Sidekicks

Dans le vocabulaire musical de LinLin, un mot semble ne pas exister : la concession. Depuis 2023, la rappeuse française, aussi connue en tant que “high empress of rap” sur ses réseaux sociaux, torpille ses auditeurs à coups de titres abrasifs, saturés, et dansants, mélangeant tour à tour rap, influences R&B et sonorités électro (notamment sur le très bon “KISS X3”) sans jamais perdre de vue le plus important : sa créativité. 

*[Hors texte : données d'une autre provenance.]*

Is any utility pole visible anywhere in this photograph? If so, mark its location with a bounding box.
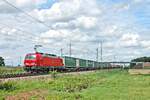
[19,56,22,66]
[60,48,63,57]
[69,41,72,57]
[100,41,103,62]
[96,48,99,62]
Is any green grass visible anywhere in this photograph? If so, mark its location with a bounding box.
[0,70,150,100]
[0,66,23,74]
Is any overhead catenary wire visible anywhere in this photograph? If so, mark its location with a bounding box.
[3,0,52,29]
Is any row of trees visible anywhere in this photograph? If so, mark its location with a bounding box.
[0,57,5,66]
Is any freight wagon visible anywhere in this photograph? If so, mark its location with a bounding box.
[24,52,111,72]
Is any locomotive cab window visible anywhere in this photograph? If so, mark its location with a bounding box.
[25,55,36,60]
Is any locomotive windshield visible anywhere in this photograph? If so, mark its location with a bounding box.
[25,55,36,60]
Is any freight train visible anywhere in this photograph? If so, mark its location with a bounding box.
[24,52,112,72]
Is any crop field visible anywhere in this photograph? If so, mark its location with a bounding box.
[0,66,23,74]
[0,70,150,100]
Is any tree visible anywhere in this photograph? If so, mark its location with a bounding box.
[0,57,5,66]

Derrière les clips et les pochettes soignées de LinLin se cache en effet un univers artistique (déjà) riche, que la rappeuse vient récemment d’encore plus étoffer. Le nom de sa nouvelle livraison : “BOOGEYMAN”. Un titre à la fois déstabilisant à la première écoute et hypnotisant par la suite, dans lequel l’artiste du Val-de-Marne déroule durant trois minutes un rap plein d’egotrip sur une rythmique lente tendance années 90 (avec son supplément scratchs) tout en le blindant de sirènes et de synthés stridents rappelant “Hellifornia” de Gesaffelstein. La proposition, déjà originale, trouve alors encore plus de sa singularité à travers son outro, qui s’envole dans des arrangements cosmiques avec ses voix célestes et ses claviers spaciaux, avant de s’arrêter subitement.

Si “BOOGEYMAN” n’est pas le titre le plus facile d’accès de LinLin (“CONTACT” sorti en février dernier est peut être une porte d’entrée plus aisée) sa mini-radicalité en fait un beau manifeste de ce que la rappeuse semble vouloir faire. Sans se plier aux règles de la facilité, et en prenant soin de mélanger des influences éloignées sur le papier, LinLin crée son propre univers sonore et visuel, et le livre ensuite au public, quitte à ce qu’il soit déstabilisé. C’est toute la force de sa musique, autant capable de prendre à contrepieds qu’emporter celui qui prend le temps de l’écouter. 

En 2018, Kofs avouait à l’Abcdr du Son son affection pour Vincenzo et Menzo, les oubliés (voire méprisés) de leurs groupes de surdoués. L’un parce qu’il est « resté lui-même », l’autre parce qu’il « rappait [sa] vie. Trop bien. » Dans « Mon École », Kofs rend hommage à cette version du rap, parfois oubliée, parfois starifiée à outrance, souvent critiquée. Fondé sur une anaphore simple (« mon école, c’est… »), le titre a des allures d’annonce de tracklist. Le Marseillais y énumère les noms des tauliers des années 2000 avec lesquels il a grandi et appris: Mo’vez Lang, Sinik, Rohff, El Matador, Kamelancien, Six Coups MC, Brasco, Dry et Demon One (dont on sait l’importance pour un autre Marseillais, Soso Maness), Alibi Montana, figures de l’école Neochrome et ceux de l’école dite « consciente »… Variation sur le classique de Médine « Lecture aléatoire », mais depuis le point de vue d’un Marseillais né en 1990, le titre revient sur ce que le rappeur doit à cette génération traversée par la crise de l’industrie du disque. Et, à l’image d’une belle partie des rappeurs qu’il cite, « Mon École » a quelque chose de profondément touchant, comme d’un brin de mauvais goût (l’animation cheap, les symboles un peu lourds, un usage abusif de l’IA dans le clip…). Cependant, l’émotion qu’il procure est à l’image de ce rap que l’on aime encore plus parce qu’il n’est pas parfait. Le titre annonce un album collectif, où figurent tous ces artistes en featuring avec Kofs, MON ECOLE : VOLUME 1, à paraître le 13 juin.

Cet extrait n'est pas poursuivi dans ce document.